J’AI D’ABORD joué Martha dans TAUSK, en 1987. Je venais d’achever le Conservatoire, c’était ma première rencontre avec Michèle Fabien et Marc Liebens. Je ne comprenais pas grand chose, j’écoutais, j’essayais de faire ce qu’on me demandait. Ce n’était pas une pièce facile : un homme se penche sur son passé et convoque les femmes qui l’ont accompagné tout au long de sa vie ; on ne sait pas si elles viennent réellement ou si ce sont des fantômes. La femme que je jouais, Martha, était une femme déterminée, forte, qui va de l’avant. Il y avait aussi dans cette pièce le personnage de Lou-André Salomé, qui pose plus encore la question de la femme dans le théâtre de Michèle Fabien. Elle a en effet toujours composé des personnages féminins qui pensent et réfléchissent. Toutes ses héroïnes sont détentrices d’une forme de savoir et d’une parole.
J’ai ensuite joué Berenice dans ATGET ET BERENICE lors de la création de la pièce à Arles. Michèle Fabien avait été attirée par le sujet lui-même : la photographie, et par la rencontre entre la jeune américaine Berenice Abbott, et Atget le vieux photographe. Berenice était un personnage un peu différent des autres, une femme plus contemporaine, plus jeune et plus légère.
Puis, il y a eu Claire Lacombe, Cassandre, Déjanire et Jocaste.
Dans CLAIRE LACOMBE, je devais jouer le rôle de Gabrielle, mais 10 ou 15 jours avant la première, j’ai dû reprendre le rôle de Claire Lacombe. Dans cette pièce, Michèle Fabien redonne la parole à des femmes qui se sont battues et qu’on a oubliées, des femmes que l’histoire a ignorées. Dans le spectacle, Marc Liebens avait refusé Le cliché de révolutionnaires violentes, revendicatrices, qui hurlent dans les rues, le poing levé. Il n’y avait ni action, ni cri. Claire Lacombe est une femme qui réfléchit. Elle essaie d’apporter quelque chose à l’Histoire, d’occuper une place dans l’Histoire. Ce texte et le spectacle mettaient en jeu une parole, un débat, ce que certains spectateurs n’ont pas manqué de nous reprocher.

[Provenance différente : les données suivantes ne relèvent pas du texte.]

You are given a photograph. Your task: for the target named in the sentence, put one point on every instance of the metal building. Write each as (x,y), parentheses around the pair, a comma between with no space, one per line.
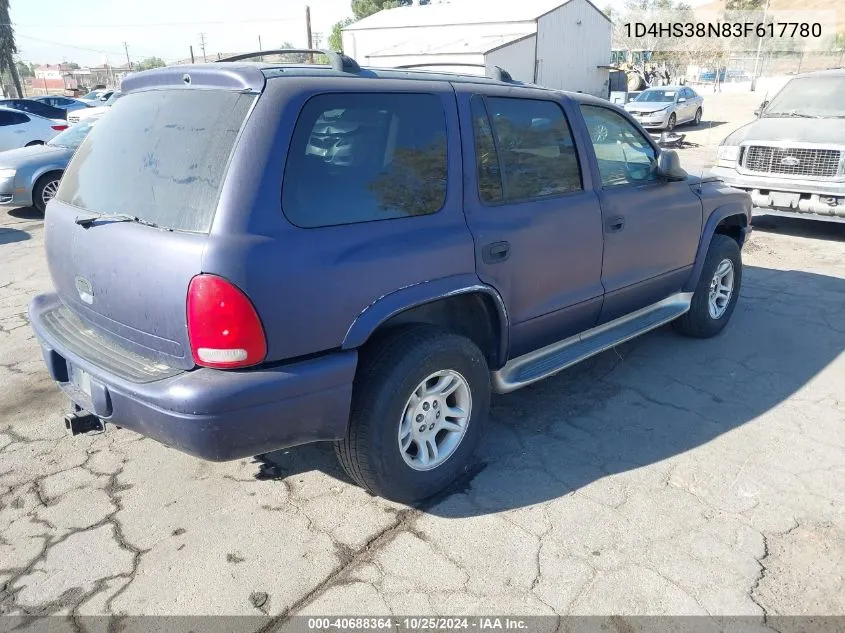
(559,44)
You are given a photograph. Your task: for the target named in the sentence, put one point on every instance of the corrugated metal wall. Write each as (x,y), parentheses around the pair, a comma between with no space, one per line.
(517,58)
(360,44)
(572,41)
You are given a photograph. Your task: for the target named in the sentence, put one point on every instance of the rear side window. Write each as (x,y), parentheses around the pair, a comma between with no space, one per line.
(12,118)
(536,154)
(160,156)
(365,157)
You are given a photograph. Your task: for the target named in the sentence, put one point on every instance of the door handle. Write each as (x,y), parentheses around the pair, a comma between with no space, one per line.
(614,224)
(496,252)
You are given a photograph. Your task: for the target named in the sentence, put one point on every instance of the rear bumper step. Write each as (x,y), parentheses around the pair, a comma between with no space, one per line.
(216,415)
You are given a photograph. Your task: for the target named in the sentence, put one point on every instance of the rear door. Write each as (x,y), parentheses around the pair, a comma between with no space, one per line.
(160,156)
(532,210)
(651,226)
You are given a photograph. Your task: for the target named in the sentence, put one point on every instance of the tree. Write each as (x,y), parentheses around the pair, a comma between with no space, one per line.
(24,69)
(362,8)
(8,48)
(336,37)
(150,62)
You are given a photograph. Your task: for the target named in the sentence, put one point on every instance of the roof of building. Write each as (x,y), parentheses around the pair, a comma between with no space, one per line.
(479,45)
(458,12)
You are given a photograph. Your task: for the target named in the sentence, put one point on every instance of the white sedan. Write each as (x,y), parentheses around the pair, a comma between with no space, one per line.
(20,129)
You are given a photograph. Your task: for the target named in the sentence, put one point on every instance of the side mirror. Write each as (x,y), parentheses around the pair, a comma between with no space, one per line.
(669,165)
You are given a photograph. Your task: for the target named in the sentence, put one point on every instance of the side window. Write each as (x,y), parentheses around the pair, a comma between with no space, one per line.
(624,155)
(536,154)
(486,160)
(364,157)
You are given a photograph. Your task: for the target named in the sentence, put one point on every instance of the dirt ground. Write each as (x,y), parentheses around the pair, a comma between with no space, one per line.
(666,476)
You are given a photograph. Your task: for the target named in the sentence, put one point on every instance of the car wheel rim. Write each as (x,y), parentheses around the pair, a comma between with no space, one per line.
(49,191)
(721,289)
(435,420)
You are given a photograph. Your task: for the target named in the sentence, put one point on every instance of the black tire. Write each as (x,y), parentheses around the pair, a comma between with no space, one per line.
(698,322)
(388,373)
(670,124)
(38,189)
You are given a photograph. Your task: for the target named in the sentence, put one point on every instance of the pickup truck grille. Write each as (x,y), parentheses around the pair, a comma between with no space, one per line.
(792,161)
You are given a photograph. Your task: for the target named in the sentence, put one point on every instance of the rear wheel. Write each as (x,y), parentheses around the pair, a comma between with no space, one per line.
(717,292)
(45,190)
(420,401)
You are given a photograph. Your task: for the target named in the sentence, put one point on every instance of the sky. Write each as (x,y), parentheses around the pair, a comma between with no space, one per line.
(90,31)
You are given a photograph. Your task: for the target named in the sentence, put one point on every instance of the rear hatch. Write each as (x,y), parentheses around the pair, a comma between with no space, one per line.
(157,161)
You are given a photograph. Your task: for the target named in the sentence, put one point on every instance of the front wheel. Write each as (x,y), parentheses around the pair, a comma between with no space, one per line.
(420,401)
(45,190)
(717,291)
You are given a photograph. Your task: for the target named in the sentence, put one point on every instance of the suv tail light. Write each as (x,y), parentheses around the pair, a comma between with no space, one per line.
(223,327)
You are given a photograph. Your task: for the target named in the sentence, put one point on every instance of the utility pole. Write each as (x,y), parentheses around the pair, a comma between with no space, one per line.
(759,46)
(308,31)
(202,46)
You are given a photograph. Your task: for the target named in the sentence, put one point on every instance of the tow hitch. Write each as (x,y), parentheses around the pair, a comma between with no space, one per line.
(80,421)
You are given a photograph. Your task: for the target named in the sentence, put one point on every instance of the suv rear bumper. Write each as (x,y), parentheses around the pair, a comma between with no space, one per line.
(213,414)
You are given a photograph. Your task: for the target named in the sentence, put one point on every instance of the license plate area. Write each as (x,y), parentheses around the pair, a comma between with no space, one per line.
(784,200)
(80,380)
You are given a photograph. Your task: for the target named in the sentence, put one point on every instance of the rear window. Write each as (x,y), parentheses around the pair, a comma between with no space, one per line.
(160,156)
(365,157)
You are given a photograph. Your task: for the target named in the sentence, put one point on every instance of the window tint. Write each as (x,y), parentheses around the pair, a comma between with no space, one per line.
(624,155)
(364,157)
(537,156)
(159,155)
(486,160)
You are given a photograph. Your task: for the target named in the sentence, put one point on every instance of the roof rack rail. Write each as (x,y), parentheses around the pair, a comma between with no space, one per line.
(496,72)
(338,61)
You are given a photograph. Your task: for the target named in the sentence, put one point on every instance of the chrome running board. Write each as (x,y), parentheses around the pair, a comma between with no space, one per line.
(549,360)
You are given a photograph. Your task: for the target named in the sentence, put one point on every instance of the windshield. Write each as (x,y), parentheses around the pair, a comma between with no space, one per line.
(820,96)
(73,136)
(660,96)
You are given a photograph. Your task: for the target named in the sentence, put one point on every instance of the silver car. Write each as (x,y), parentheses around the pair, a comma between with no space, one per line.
(666,107)
(29,176)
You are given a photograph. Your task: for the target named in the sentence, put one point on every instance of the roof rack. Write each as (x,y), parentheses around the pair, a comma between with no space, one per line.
(496,72)
(338,61)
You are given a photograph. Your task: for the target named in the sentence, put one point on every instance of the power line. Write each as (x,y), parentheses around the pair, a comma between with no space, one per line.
(145,24)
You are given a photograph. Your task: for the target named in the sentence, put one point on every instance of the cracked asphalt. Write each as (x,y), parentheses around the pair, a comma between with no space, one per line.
(666,476)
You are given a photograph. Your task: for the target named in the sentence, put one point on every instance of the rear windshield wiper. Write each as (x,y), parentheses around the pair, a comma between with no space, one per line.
(87,221)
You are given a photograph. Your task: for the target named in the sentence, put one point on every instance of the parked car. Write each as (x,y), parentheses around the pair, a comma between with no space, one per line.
(29,176)
(251,256)
(80,115)
(792,158)
(20,129)
(68,104)
(97,96)
(35,107)
(666,107)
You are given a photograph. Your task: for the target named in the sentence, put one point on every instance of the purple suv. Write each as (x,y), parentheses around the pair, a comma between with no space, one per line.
(250,256)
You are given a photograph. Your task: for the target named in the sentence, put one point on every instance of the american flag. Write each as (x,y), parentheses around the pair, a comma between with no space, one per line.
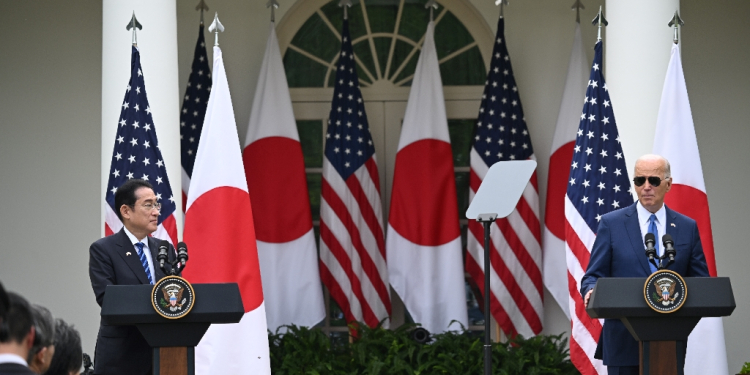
(193,111)
(352,248)
(136,155)
(598,183)
(515,256)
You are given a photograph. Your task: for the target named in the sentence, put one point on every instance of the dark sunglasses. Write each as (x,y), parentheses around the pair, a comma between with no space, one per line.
(653,180)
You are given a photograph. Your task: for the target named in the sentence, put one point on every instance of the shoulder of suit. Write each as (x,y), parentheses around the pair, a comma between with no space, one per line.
(618,214)
(109,240)
(680,218)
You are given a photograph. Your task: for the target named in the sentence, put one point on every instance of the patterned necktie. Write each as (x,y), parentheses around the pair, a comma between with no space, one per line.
(652,229)
(144,261)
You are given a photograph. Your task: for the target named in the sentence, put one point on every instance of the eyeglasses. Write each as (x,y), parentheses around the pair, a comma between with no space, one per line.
(653,180)
(151,206)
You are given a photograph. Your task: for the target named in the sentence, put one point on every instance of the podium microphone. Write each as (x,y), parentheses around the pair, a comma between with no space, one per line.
(650,240)
(669,247)
(182,255)
(162,257)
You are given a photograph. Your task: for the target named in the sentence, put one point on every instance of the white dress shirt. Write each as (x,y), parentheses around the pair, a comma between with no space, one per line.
(661,224)
(146,250)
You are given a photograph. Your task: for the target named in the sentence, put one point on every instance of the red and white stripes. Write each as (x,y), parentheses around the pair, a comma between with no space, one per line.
(352,250)
(515,259)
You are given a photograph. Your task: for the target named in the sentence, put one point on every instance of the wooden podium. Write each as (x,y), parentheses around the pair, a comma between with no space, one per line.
(659,333)
(173,340)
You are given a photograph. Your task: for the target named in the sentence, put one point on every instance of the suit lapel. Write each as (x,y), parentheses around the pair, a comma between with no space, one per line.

Plus on avance dans l’écriture ou les adaptations de Michèle Fabien, plus le théâtre y prend une place croissante. Son écriture questionne et joue avec la représentation. Elle a cherché une autre manière d’écrire le théâtre, par une sorte de mise en abîme. Dans CLAIRE LACOMBE, je me souviens de ce passage où l’héroïne explique qu’elle a pris la parole pour la première fois à l’Assemblée : « Je me souviens, cette première fois, c’était comme au théâtre, quand dans le silence on avance vers le noir, vers le trou, vers eux, ceux qui sont là mais que l’on ne voit pas ». Elle en parle comme le ferait une actrice. C’est vraiment une métaphore du théâtre.